Racing Blog
A day in the life of Gay

Life as a racehorse trainer has both physical and mental demands like no other profession. Take an average day for Gay, the alarm during the summer months goes at 4:30am, this will change as the winter sets in and the days become shorter, which on the face of it sounds great, however, she has to work even harder in order to complete her routine tasks.
After a quick shower, Gay will start her day, come rain or shine at around 5:45am, with the intention that the first string will leave her yard by 6am and undoubtedly she will be on the lead horse to the gallops.
She will then ride a further two lots and supervise the four lot, whilst doing declarations for forth coming races, talking to owners and arranging jockeys, transport, the vet and blacksmith.
After what most people would regard as a day’s work from 5:45am in the morning till lunch time, Gay will either head off racing or work in the office to evening stables, at which all the horses in the yard are fed and checked over, before her day if based at her yard comes to an end at 7pm
Interestingly, being a small yard by Newmarket standards with some 40 horses in her care, Gay often drives the horse box to the races, which is an event in itself, the difference being the drive could take her 3/4/5hrs to a specific track and then the return similar, which if she is attending a night meeting after an early start can be exhausting.
During the month past, her horses have been racing all over the country, but as she has always maintained the prize money for owners to chase in this country is particularly low.
Gay is far from afraid to take her chances all over the world and decided, to take a really nice juvenile JUDAS JO and an older horse LAYLINE to Sweden, as Gay said ‘The chances are you will pick up prize money and the hospitality is excellent.’
In the events the inevitable happened, JUDAS JO won a decent conditions race, netting the owner around £20,000 and LAYLINE just didn’t act on the surface.
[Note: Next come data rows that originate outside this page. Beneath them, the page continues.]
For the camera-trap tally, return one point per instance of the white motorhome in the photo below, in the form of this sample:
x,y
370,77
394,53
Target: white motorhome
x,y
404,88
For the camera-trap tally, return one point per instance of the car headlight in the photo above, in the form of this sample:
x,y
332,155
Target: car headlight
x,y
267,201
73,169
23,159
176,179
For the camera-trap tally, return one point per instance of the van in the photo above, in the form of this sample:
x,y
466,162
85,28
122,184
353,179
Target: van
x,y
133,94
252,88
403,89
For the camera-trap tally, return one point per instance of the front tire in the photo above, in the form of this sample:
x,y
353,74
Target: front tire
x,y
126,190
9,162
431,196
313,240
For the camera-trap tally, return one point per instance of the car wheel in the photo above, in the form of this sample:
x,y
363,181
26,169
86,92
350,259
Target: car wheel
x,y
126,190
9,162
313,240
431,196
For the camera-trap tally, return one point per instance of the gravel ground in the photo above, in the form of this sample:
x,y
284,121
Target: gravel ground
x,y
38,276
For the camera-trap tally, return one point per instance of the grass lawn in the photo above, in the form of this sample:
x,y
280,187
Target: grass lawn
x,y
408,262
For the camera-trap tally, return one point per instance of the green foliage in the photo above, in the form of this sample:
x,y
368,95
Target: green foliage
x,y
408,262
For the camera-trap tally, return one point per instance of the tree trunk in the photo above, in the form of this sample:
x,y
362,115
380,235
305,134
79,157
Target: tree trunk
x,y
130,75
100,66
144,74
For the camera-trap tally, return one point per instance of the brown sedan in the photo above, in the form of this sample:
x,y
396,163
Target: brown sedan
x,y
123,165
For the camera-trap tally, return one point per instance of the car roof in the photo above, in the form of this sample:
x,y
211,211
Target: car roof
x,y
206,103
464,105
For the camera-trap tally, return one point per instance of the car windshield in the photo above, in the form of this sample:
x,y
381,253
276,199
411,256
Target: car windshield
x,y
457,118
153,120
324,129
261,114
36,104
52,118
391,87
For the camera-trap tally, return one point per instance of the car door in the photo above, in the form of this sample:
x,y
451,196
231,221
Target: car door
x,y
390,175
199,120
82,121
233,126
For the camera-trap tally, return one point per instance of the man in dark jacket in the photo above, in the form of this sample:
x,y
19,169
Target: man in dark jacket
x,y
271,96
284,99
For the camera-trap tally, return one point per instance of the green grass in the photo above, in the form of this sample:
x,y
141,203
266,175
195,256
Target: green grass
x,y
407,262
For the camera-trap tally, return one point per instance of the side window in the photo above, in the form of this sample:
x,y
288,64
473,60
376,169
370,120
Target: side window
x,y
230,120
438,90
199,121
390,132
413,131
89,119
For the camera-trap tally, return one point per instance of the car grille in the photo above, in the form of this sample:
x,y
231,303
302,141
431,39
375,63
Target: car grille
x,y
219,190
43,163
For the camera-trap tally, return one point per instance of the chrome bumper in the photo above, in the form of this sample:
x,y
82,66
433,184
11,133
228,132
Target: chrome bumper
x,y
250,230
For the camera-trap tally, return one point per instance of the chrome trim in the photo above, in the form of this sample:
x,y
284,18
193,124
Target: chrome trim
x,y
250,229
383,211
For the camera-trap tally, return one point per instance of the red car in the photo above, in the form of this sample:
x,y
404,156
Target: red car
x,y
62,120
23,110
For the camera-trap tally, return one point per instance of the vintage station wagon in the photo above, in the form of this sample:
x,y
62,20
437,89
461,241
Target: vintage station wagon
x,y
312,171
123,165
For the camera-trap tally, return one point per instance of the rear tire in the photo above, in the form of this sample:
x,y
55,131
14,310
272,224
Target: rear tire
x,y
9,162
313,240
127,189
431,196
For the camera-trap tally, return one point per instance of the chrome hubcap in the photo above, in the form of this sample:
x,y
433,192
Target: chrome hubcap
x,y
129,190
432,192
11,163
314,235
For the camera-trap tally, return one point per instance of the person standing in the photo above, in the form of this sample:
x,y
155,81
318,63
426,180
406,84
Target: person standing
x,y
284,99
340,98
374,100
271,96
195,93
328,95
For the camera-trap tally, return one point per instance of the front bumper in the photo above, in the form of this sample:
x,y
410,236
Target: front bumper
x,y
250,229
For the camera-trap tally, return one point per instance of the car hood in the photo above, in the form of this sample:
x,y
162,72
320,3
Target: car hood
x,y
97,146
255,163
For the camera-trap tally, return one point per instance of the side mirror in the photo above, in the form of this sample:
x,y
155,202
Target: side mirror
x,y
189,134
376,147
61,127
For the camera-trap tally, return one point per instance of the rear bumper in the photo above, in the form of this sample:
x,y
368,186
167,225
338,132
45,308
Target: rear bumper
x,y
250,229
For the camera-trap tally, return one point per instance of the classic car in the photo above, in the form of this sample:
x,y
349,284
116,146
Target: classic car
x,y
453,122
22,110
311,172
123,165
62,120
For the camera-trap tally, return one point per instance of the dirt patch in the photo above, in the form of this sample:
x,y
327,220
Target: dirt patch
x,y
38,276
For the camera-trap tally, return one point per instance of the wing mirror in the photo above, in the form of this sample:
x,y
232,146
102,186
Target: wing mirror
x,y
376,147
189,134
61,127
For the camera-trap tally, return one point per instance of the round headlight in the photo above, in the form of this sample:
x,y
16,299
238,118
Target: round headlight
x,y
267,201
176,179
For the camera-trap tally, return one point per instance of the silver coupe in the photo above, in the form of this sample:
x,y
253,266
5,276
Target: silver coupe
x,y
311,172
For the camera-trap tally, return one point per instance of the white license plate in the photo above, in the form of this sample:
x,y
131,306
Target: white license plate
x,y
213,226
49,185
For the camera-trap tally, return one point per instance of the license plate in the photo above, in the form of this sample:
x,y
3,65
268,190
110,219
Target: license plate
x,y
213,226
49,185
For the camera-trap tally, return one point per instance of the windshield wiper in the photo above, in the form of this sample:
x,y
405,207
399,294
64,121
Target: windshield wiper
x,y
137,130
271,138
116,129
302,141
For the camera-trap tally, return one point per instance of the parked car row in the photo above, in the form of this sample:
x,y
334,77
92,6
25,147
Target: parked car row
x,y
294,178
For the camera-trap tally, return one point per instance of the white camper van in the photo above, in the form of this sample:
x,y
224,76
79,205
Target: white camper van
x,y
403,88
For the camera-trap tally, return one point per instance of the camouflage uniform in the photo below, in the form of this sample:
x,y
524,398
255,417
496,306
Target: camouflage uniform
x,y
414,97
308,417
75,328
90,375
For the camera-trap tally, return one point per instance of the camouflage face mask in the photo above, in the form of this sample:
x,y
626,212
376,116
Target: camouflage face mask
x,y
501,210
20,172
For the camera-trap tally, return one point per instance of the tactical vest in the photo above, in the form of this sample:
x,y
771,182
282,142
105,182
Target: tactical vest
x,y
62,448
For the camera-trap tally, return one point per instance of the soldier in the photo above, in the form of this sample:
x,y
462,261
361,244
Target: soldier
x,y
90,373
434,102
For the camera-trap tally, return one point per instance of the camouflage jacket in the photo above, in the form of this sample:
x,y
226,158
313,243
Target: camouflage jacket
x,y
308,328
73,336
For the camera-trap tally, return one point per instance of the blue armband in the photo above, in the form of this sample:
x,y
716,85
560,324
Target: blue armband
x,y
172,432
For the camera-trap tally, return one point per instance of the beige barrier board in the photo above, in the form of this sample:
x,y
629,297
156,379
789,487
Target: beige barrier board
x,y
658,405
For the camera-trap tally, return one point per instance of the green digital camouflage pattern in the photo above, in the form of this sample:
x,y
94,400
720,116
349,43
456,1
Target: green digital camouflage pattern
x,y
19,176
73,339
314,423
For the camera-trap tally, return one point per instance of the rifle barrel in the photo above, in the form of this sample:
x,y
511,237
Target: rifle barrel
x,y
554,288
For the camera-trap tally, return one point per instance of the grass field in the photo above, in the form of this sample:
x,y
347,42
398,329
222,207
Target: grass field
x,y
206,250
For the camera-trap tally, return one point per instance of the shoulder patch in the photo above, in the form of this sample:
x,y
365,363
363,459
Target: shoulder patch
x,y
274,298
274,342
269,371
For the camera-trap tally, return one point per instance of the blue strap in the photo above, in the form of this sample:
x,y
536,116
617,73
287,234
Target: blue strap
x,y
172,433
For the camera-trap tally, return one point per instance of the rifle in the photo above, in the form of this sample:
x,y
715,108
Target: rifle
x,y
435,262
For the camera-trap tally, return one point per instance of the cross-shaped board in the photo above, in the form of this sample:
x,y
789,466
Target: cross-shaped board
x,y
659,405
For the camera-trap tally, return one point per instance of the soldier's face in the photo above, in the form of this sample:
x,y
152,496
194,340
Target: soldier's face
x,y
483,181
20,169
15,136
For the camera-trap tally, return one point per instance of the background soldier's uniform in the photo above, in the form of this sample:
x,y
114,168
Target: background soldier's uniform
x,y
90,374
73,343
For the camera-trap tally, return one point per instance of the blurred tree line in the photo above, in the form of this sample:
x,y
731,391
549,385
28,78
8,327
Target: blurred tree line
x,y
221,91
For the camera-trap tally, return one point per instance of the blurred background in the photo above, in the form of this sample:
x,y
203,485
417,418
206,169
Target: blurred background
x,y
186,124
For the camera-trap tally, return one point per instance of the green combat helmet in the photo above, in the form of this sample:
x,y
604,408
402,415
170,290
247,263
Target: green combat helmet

Now consider the logistics of arranging the trip, the horses travel to Germany by road, then go by boat to Sweden, the whole process takes about three or four days and obviously the same on the way back. Gay couldn’t afford the time, so her staff had to travel with the horse. Gay took a flight for the race and came back the next day.
In the pursuit of winners nothing is beyond her reach and she fears nothing. The week before Sweden, Gay was back in the plate, riding in the Legends race at Doncaster against a large contingent of former greats like Charlie Swan, George Duffield, Ray Cochrane, Thierry Gillet, John Reid, Steve Smith Eccles, Kevin Darley and others, but it was a woman who won the day, top American pilot Julie Krone-Gay finished sixth, which she was more than pleased with.